[llvm] r268227 - Enable the X86 call frame optimization for the 64-bit targets that allow it.
David L Kreitzer via llvm-commits
llvm-commits at lists.llvm.org
Mon May 2 06:45:25 PDT 2016
Author: dlkreitz
Date: Mon May 2 08:45:25 2016
New Revision: 268227
URL: http://llvm.org/viewvc/llvm-project?rev=268227&view=rev
Log:
Enable the X86 call frame optimization for the 64-bit targets that allow it.
Fixes PR27241.
Differential Revision: http://reviews.llvm.org/D19688
Added:
llvm/trunk/test/CodeGen/X86/movtopush64.ll
Modified:
llvm/trunk/lib/Target/X86/X86CallFrameOptimization.cpp
llvm/trunk/lib/Target/X86/X86InstrInfo.cpp
Modified: llvm/trunk/lib/Target/X86/X86CallFrameOptimization.cpp
URL: http://llvm.org/viewvc/llvm-project/llvm/trunk/lib/Target/X86/X86CallFrameOptimization.cpp?rev=268227&r1=268226&r2=268227&view=diff
==============================================================================
--- llvm/trunk/lib/Target/X86/X86CallFrameOptimization.cpp (original)

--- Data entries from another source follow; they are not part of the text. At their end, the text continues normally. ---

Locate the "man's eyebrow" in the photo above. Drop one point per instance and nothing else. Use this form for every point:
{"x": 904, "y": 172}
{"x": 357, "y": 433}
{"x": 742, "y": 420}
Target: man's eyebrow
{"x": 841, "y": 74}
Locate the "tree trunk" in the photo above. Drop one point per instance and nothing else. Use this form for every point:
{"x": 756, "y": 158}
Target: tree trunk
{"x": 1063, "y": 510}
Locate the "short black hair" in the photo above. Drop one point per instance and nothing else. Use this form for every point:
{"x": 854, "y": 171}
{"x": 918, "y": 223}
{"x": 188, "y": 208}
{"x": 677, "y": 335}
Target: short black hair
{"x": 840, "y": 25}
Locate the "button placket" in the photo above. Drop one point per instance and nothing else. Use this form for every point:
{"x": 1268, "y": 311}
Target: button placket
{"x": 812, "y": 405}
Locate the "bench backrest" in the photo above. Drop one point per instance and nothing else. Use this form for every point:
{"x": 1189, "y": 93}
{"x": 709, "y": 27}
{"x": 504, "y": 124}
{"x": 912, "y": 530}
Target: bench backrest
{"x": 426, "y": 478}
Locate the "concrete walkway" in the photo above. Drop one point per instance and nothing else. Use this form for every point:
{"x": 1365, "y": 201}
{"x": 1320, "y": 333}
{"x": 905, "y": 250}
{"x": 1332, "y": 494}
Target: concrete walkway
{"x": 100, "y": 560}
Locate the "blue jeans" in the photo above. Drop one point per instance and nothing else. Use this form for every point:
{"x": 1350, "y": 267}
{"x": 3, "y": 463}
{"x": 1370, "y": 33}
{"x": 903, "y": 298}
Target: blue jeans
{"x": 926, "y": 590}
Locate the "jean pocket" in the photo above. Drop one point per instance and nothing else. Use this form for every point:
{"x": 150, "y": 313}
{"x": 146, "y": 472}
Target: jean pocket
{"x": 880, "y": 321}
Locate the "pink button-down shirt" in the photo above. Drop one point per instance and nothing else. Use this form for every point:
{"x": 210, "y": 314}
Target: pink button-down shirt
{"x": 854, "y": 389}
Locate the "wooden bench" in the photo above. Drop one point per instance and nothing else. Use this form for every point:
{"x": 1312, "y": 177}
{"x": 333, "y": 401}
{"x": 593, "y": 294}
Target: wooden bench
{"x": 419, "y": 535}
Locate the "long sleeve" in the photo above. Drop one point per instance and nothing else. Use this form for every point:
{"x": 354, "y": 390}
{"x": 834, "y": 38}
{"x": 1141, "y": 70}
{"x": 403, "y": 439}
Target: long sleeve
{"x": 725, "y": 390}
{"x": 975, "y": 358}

+++ llvm/trunk/lib/Target/X86/X86CallFrameOptimization.cpp Mon May 2 08:45:25 2016
@@ -105,7 +105,7 @@ private:
const TargetInstrInfo *TII;
const X86FrameLowering *TFL;
const X86Subtarget *STI;
- const MachineRegisterInfo *MRI;
+ MachineRegisterInfo *MRI;
unsigned SlotSize;
unsigned Log2SlotSize;
static char ID;
@@ -125,14 +125,6 @@ bool X86CallFrameOptimization::isLegal(M
if (NoX86CFOpt.getValue())
return false;
- // We currently only support call sequences where *all* parameters.
- // are passed on the stack.
- // No point in running this in 64-bit mode, since some arguments are
- // passed in-register in all common calling conventions, so the pattern
- // we're looking for will never match.
- if (STI->is64Bit())
- return false;
-
// We can't encode multiple DW_CFA_GNU_args_size or DW_CFA_def_cfa_offset
// in the compact unwind encoding that Darwin uses. So, bail if there
// is a danger of that being generated.
@@ -141,6 +133,11 @@ bool X86CallFrameOptimization::isLegal(M
(MF.getFunction()->needsUnwindTableEntry() && !TFL->hasFP(MF))))
return false;
+ // It is not valid to change the stack pointer outside the prolog/epilog
+ // on 64-bit Windows.
+ if (STI->isTargetWin64())
+ return false;
+
// You would expect straight-line code between call-frame setup and
// call-frame destroy. You would be wrong. There are circumstances (e.g.
// CMOV_GR8 expansion of a select that feeds a function call!) where we can
@@ -204,7 +201,7 @@ bool X86CallFrameOptimization::isProfita
// We can use pushes. First, account for the fixed costs.
// We'll need a add after the call.
Advantage -= 3;
- // If we have to realign the stack, we'll also need and sub before
+ // If we have to realign the stack, we'll also need a sub before
if (CC.ExpectedDist % StackAlign)
Advantage -= 3;
// Now, for each push, we save ~3 bytes. For small constants, we actually,
@@ -264,7 +261,8 @@ X86CallFrameOptimization::classifyInstru
// The instructions we actually care about are movs onto the stack
int Opcode = MI->getOpcode();
- if (Opcode == X86::MOV32mi || Opcode == X86::MOV32mr)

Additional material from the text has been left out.